中国経済を減速させているマイナス要因には他国に通じる部分もある。デルタ型ウイルスの感染拡大により、中国の多くの地域でロックダウンや移動制限が再導入された。サプライチェーンの問題からメーカーは受注増に対応し切れなくなっている。半導体やコンテナが世界的に不足しているうえ、主要製造拠点であるベトナムで感染が拡大し、工業生産の足かせになっている。

米国でも、デルタ型の広がりが経済減速の原因になっている。感染者数が増える中で、消費意欲が低下しているためだ。欧州では、サプライチェーンの乱れがインフレにつながっている。欧州連合(EU)統計局が先日発表したユーロ圏の7月の物価上昇率は、ほぼ10年ぶりの高水準を記録した。比較対象の前年同月の物価が異常に低かったせいもあるが、部品の供給不足でメーカー各社の生産が進まなかったのは中国と同様だ。

この他、中国独自の要因もある。債務問題に加え、長年の住宅ブームが終わる可能性が懸念されている。
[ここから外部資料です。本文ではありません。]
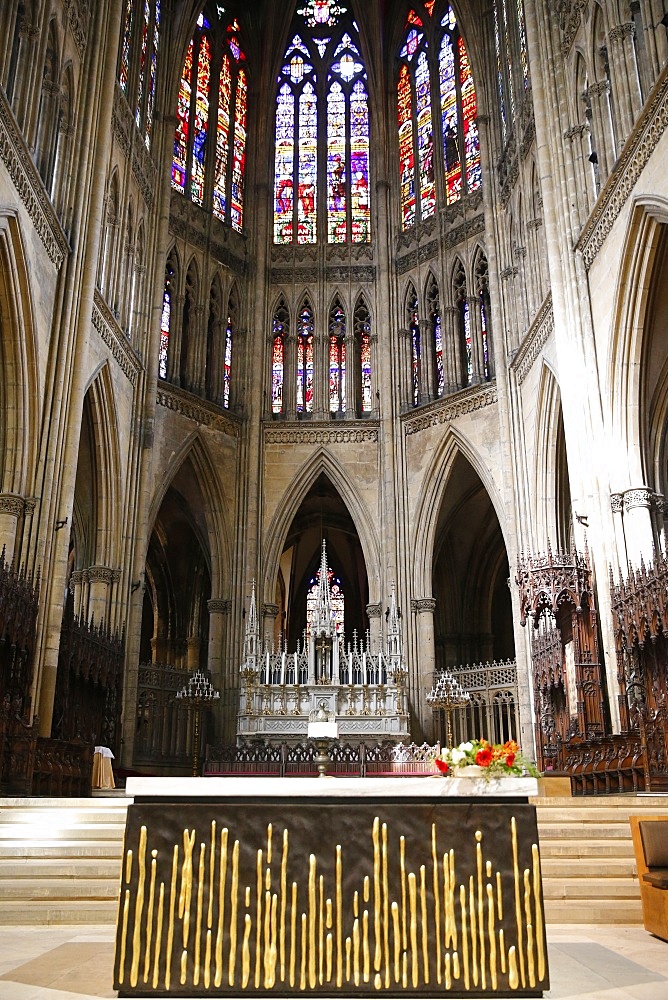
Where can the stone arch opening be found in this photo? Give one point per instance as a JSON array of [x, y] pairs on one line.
[[322, 514]]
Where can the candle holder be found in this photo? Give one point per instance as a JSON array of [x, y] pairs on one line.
[[447, 694], [198, 692]]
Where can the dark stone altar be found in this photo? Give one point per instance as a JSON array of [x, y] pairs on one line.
[[331, 886]]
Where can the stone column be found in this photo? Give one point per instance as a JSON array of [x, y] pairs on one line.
[[12, 507], [638, 505], [100, 583], [427, 392], [174, 373], [406, 369], [197, 350], [269, 615], [290, 377], [218, 609], [599, 99], [375, 615], [624, 76], [353, 375], [423, 608], [76, 589]]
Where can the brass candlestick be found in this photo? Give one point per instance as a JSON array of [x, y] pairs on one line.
[[447, 694], [198, 692]]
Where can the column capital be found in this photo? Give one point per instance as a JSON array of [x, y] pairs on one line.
[[423, 605], [219, 606], [13, 504]]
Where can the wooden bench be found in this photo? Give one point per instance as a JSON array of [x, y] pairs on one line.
[[650, 845]]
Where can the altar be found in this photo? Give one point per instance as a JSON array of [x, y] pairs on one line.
[[331, 886]]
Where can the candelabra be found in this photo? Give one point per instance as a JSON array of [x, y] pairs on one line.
[[198, 692], [447, 694]]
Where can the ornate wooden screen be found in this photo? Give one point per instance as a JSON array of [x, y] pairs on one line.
[[557, 597]]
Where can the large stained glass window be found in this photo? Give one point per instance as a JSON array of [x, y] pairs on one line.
[[305, 360], [321, 165], [166, 315], [279, 338], [138, 64], [512, 60], [419, 122], [212, 108], [337, 360]]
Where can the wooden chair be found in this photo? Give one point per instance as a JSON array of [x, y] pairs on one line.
[[650, 845]]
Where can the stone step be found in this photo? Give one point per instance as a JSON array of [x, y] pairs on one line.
[[560, 867], [566, 911], [41, 912], [58, 868], [53, 889]]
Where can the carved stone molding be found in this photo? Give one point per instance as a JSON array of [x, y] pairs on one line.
[[445, 410], [78, 14], [199, 410], [30, 189], [423, 605], [622, 31], [535, 340], [101, 574], [639, 147], [106, 325], [219, 606], [321, 434], [125, 130], [13, 504]]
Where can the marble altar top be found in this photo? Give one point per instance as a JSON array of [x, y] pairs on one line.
[[432, 786]]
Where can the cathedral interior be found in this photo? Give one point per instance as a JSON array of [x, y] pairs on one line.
[[455, 374]]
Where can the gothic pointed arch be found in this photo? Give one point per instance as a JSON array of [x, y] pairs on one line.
[[430, 498], [18, 363], [553, 528], [636, 360], [280, 332], [337, 360], [322, 462], [215, 528]]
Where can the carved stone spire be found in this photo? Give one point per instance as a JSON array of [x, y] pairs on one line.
[[252, 631], [323, 624]]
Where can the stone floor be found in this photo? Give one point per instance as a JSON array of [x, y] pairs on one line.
[[586, 963]]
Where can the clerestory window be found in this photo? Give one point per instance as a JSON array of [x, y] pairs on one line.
[[321, 167], [436, 110], [209, 159]]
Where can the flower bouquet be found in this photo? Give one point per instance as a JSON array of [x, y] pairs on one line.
[[495, 760]]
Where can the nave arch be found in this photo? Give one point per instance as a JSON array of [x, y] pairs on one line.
[[19, 407], [319, 464]]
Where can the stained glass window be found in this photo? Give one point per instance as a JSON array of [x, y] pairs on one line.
[[416, 347], [337, 602], [322, 73], [227, 366], [139, 62], [416, 117], [124, 72], [305, 361], [337, 360], [165, 317], [212, 101]]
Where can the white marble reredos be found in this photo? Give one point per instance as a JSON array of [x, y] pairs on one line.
[[432, 786]]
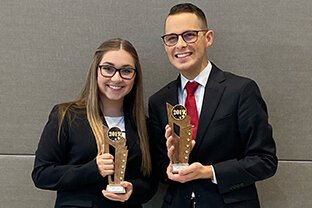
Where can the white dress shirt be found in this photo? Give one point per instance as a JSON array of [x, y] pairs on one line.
[[201, 79]]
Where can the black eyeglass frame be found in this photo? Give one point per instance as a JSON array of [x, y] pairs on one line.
[[117, 70], [182, 35]]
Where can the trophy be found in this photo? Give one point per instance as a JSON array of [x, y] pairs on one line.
[[180, 124], [113, 137]]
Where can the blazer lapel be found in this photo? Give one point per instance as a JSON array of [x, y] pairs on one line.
[[213, 93]]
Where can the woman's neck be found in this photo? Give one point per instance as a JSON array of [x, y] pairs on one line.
[[112, 108]]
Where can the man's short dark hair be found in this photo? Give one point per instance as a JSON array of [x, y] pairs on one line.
[[189, 8]]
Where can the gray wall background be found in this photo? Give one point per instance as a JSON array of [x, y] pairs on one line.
[[46, 48]]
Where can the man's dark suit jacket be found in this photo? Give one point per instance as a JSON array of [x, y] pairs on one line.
[[233, 135], [69, 165]]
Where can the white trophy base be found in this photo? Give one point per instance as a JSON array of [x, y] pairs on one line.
[[178, 166], [117, 189]]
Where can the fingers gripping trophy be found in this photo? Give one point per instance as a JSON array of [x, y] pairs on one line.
[[178, 119], [113, 137]]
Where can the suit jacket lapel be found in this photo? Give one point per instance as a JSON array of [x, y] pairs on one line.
[[212, 96]]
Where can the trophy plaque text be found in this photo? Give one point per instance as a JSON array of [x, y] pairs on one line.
[[113, 137], [177, 115]]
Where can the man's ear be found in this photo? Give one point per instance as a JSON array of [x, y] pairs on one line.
[[209, 38]]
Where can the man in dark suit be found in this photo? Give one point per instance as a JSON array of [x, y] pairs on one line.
[[233, 147]]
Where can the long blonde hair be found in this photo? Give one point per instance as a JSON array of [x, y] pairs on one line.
[[133, 102]]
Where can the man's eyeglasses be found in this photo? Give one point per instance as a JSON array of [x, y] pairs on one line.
[[109, 71], [189, 36]]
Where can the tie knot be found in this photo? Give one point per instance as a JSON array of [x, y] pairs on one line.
[[191, 87]]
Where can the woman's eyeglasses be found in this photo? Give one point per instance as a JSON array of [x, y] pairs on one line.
[[109, 71]]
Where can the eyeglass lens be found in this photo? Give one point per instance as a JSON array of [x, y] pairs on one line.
[[187, 36], [110, 71]]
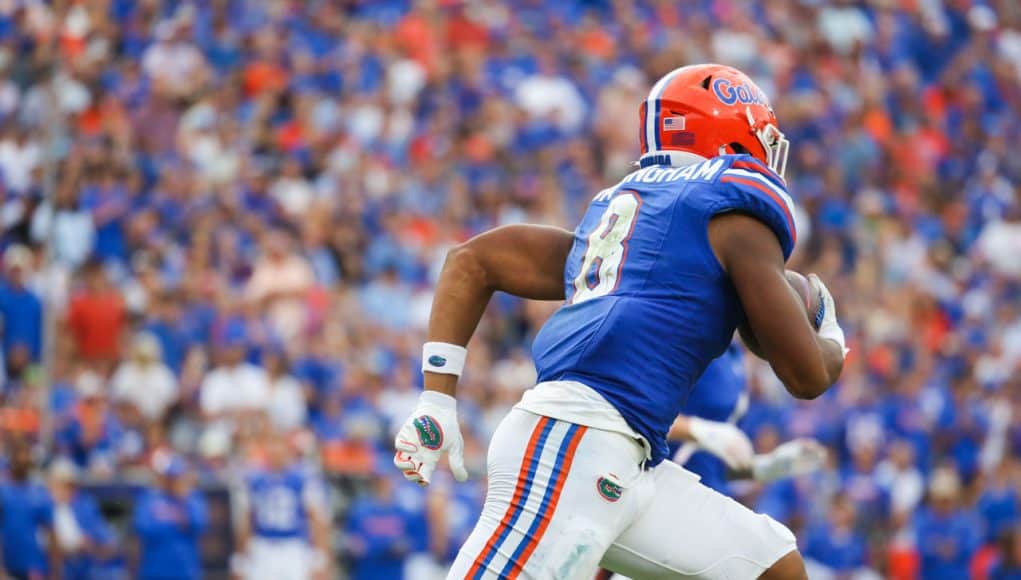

同国の不動産開発会社の中で最も重い債務を抱える中国恒大集団は、債務不履行(デフォルト)の危機にある。中国の不動産業者は軒並み、利払い負担の増加に直面している。中国共産党が昨年、経済の不動産への依存度を下げ、不動産開発会社の借り入れを制限する政策に転じたことが影響している。

概して、中国政府はかつての成長最優先の政策から転じ、IT大手による支配や、貧富の差の拡大など、放縦な資本主義の手綱を締めようとしている。それも理解できなくはない。例えば、アルミニウムの減産は政府が環境対策を強化した結果とされる。だが、中国の方針転換は、中国が世界経済にとって、08年の金融危機後のような成長エンジンにはならないことを意味する。世界は今、中国に代わる景気けん引役を探す必要に迫られている。